When the intake of foods containing carbohydrates begins, the pancreas starts to produce insulin that is released directly into the blood. And it is insulin that is responsible for transporting glucose to the muscles, fat, and liver cells so that it is stored as a source of energy.
When the pancreas does not make enough or no insulin or is not used properly by the body, glucose remains in the blood and does not reach the cells. This produces excess sugar ( hyperglycemia), causing health problems that can lead to diabetes over time.
Types of diabetes:
There are three types of diabetes:
- Type 1
In this case, the body does not produce insulin. Lack of insulin production is due to the reason that cells of the pancreas are attacked and destroyed by the immune system.
That is why you need to use insulin injections daily.

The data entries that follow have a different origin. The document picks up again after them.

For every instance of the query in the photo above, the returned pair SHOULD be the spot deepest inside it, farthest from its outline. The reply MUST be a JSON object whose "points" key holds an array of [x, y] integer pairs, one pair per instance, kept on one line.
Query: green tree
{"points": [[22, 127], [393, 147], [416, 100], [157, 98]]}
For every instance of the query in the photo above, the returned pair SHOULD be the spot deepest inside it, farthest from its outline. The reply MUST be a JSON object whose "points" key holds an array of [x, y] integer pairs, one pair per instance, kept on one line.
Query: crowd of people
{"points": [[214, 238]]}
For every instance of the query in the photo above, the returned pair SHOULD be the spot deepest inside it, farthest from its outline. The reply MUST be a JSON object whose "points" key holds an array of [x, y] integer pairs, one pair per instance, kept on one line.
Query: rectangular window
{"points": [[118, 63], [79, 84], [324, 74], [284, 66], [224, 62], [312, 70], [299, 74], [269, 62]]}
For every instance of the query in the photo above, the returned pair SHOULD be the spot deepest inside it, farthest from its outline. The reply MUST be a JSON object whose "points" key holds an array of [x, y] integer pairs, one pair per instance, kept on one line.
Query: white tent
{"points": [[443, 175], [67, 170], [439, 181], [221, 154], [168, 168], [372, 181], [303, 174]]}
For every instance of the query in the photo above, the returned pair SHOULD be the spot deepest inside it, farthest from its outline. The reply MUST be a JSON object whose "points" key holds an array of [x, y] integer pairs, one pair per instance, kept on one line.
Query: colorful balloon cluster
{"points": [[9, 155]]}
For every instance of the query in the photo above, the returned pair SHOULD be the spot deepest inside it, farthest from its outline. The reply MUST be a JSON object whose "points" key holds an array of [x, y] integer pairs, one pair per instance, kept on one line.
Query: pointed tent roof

It can appear at any age, although it is common to diagnose it in children and young adults.
- Type 2
Type 2 diabetes is when the body does not make or use insulin correctly. It is the most common of diabetes. Although it generally appears in adulthood and the elderly, it has also been diagnosed in children, adolescents, and young adults due to obesity. Many people who have Type 2 don’t know they have diabetes.
It is the one that affects certain women who did not have diabetes, but that appears to them at any time during pregnancy.
It must be treated because it not only has consequences for the mother but also for the child.
In most cases, this type of diabetes goes away when the baby is born.
However, a woman who has had gestational diabetes is more likely to develop Type 2 diabetes throughout her life.
High blood sugar levels can cause various symptoms, such as:
- Blurry vision
- Excessive thirst
- Frequent urination
- Weight loss
Because type 2 diabetes develops slowly, some people with high blood glucose levels are entirely asymptomatic. The symptoms of type 1 diabetes develop in a short period of time, and people can be very ill by the time of diagnosis.
Main causes of diabetes:
The causes of this disease are:
- Genetic predisposition. Having parents or siblings with diabetes.
- Immune factor or anti-insulin antibodies
- Obesity or overweight
- Arterial hypertension
- High cholesterol
- Cardiovascular disease
- Diabetes during pregnancy
- Sedentary lifestyle
How to detect if you are diabetic?
When blood sugar is above 200 mg / dL, diabetes may be suspected. To confirm it, the doctor may order blood tests such as:
- Fasting blood glucose: Diabetes exists if the result is greater than 126mg / dL twice.
- Hemoglobin A1c test: This test determines that the disease is present when there is 6.5% or more.
- Oral glucose tolerance test: There is diabetes if there is a glucose level greater than 200 mg / dL after 2 hours.
Diabetes can be prevented. There are some recommendations that must be taken into account to avoid the appearance of the disease.
- Care for the body and maintain a normal weight.
- Perform physical activity such as walking, biking, dancing, climbing stairs, or playing sports.
- No Smoking
- Eat fruits and vegetables, at least 400 grams per day.
- Do not consume foods with high sodium content such as cheeses, snacks, cold cuts, cold meats.
- Make six meals a day: 4 main and 2 snacks.
- Do not use salt in food preparation. It can be replaced with basil, thyme, rosemary, parsley, or other seasonings.
- Consume white and red meats only less than 5 times per week.